Statistical analyses.

All data are expressed as means ± SE and evaluated using the statistical package SPSS (version 15; Chicago, IL). Histomorphometry and sclerostin assays were first analyzed using a two-factor ANOVA (exercise and ALEN) to compare group differences between HU groups (HU, HU+ALEN, HU+SRT, and HU+SRT/ALEN). A Tukey's post hoc test was used for pairwise comparisons. Subsequently, a one-factor ANOVA was used to compare HU groups' values vs. that of the comparator CC group (Tukey's post hoc test for pairwise comparisons). A one-factor ANOVA was employed to determine significant longitudinal pQCT variable changes within each treatment group (in vivo pQCT data only).

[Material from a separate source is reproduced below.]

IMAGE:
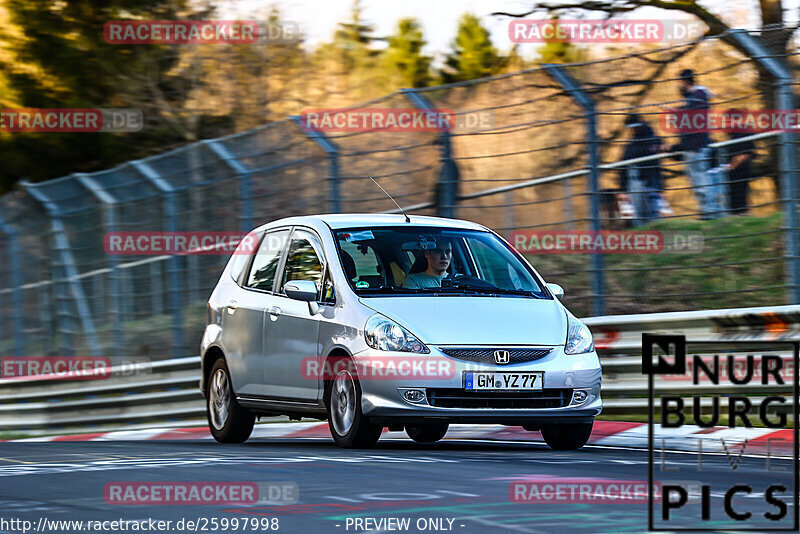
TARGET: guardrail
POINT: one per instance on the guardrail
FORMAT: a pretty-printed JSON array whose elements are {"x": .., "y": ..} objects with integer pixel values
[{"x": 166, "y": 392}]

For all data, statistical significance was accepted at P < 0.05.


SRT during disuse restores normal age-related cortical bone accrual.

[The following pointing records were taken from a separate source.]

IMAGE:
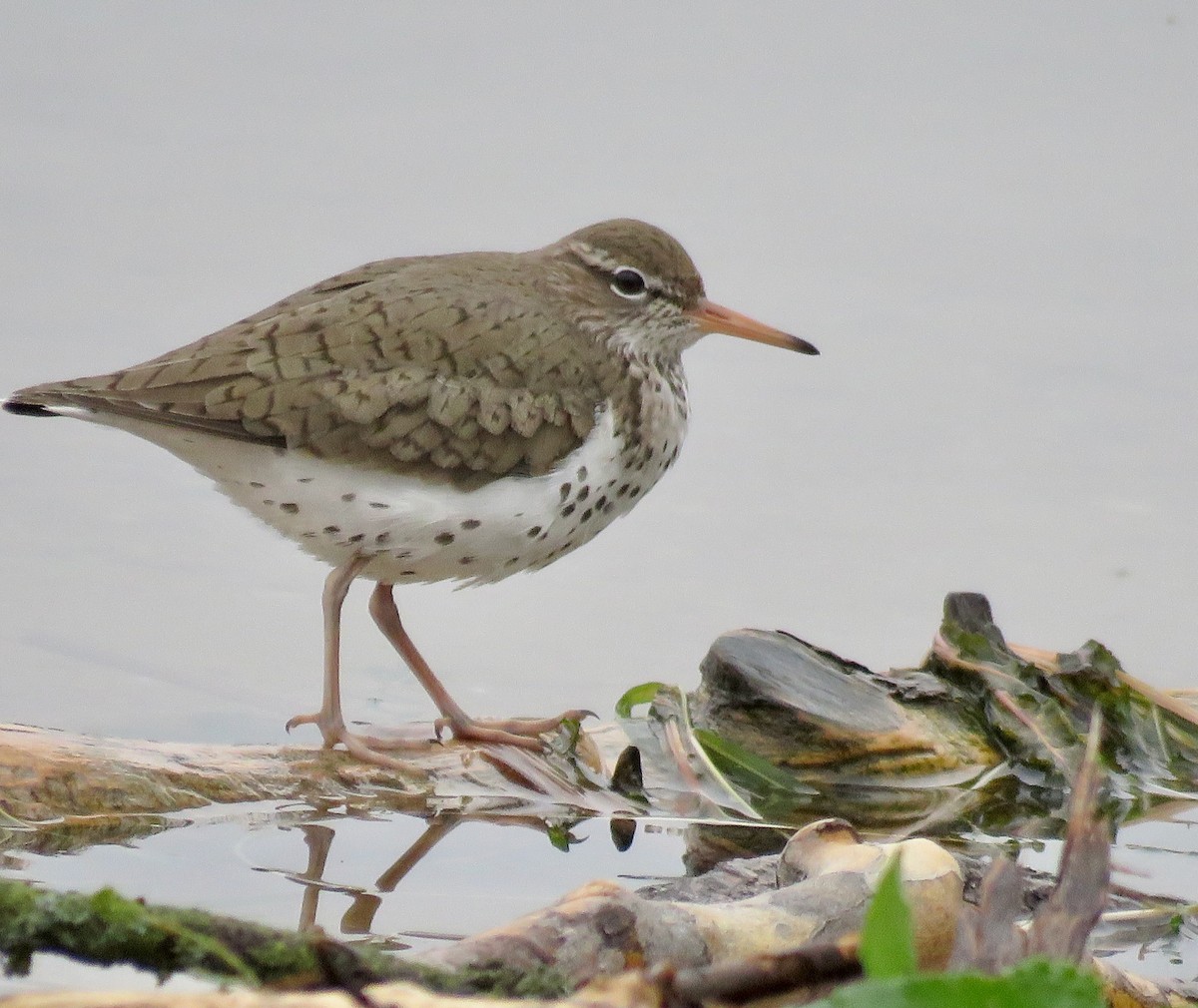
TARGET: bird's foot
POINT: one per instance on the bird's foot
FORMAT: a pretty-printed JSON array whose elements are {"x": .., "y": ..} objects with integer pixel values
[
  {"x": 519, "y": 732},
  {"x": 368, "y": 749}
]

HU for 28 days suppressed the normal growth gains in cortical BMC by 72%, compared with CC. The lack of BMC accrual in the HU+ALEN rodents (−0.44% change over 28 days) was similar to the HU-alone group (0.48%). However, when SRT was prescribed during 28 days of HU, normal growth gains in cortical BMC were restored (Table 1). ALEN administration did not appear to negatively affect the restoration of BMC by the mechanical load imposed by SRT (HU+SRT/ALEN group). The magnitude of changes in cortical area at the tibial middiaphysis was similar to those of changes in BMC. The SRT exercise provided a potent mechanical stimulus to restore the normal growth expansion of the cortical shell in both the HU+SRT (7.88%) and HU+SRT/ALEN (5.70%) groups, comparable to the gain in cortical area of the CC (5.61%) group. As expected, there was essentially no change in cortical bone area in the HU group. ALEN administration during HU did not rescue gains in cortical bone area and actually resulted in a slight reduction (−2.23%, P = 0.079). The increase in cortical bone area was accompanied by increased polar CSMI in the CC (14%), HU+SRT (13%), and HU+SRT/ALEN (10%) groups. Polar CSMI was significantly reduced in the HU+ALEN group by −5%. A similar decrease (−3%) was noted in the HU group; however, this change was not statistically significant. An increase in cortical volumetric BMD (0.3 to 1.8%) was observed among the groups; however, this change was not statistically significant.

View this table:
Table 1.

SRT during disuse normalized cortical BMC, cortical area, and polar CSMI

ALEN blunts the cortical bone formation response to SRT during disuse.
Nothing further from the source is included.